Cuando uno está viendo “Green Book” prácticamente puede ver sobreimpresa en la pantalla la pauta calculada con la que está construida. Sin sorpresas ni giros inesperados, el viaje de los dos protagonistas transcurre entre diálogos dentro del coche, pequeñas situaciones de conflicto resueltas por la vía rápida y una ligera moralina sobre la autoaceptación, la superación personal y la raza, todos colocados en orden en una plantilla del manual del film políticamente correcto.

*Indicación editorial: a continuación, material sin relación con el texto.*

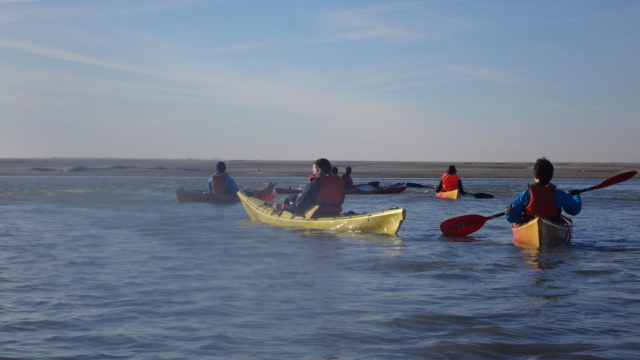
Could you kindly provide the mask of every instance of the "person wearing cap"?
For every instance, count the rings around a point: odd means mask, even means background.
[[[216,164],[216,172],[211,175],[207,184],[210,194],[235,195],[238,192],[238,185],[226,171],[227,165],[224,161],[219,161]]]
[[[461,195],[466,194],[462,189],[462,180],[458,176],[455,165],[449,165],[447,172],[442,174],[440,184],[436,187],[436,192],[459,190]]]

Destaca eso si, la interpretación de los dos protagonistas, Viggo Mortensen  y Mahershala Ali, que desde sus caracteres opuestos consiguen conferir a sus personajes una velada complejidad y un aura entrañable en su creciente complicidad y sentido del humor.

Su relación es la luz que destaca en una película que no se esfuerza en querer decir mucha cosa. En “Green Book” todo resulta muy correcto, pero también insulso y aséptico. Una fórmula complaciente que al menos le está dando réditos en la temporada de premios. Galardonada con el Globo de Oro a la Mejor Comedia/Musical (¿?), Mejor Guión y Mejor actor secundario por Mahershala Ali , el film encara ahora la carrera de los Oscar con 5 nominaciones.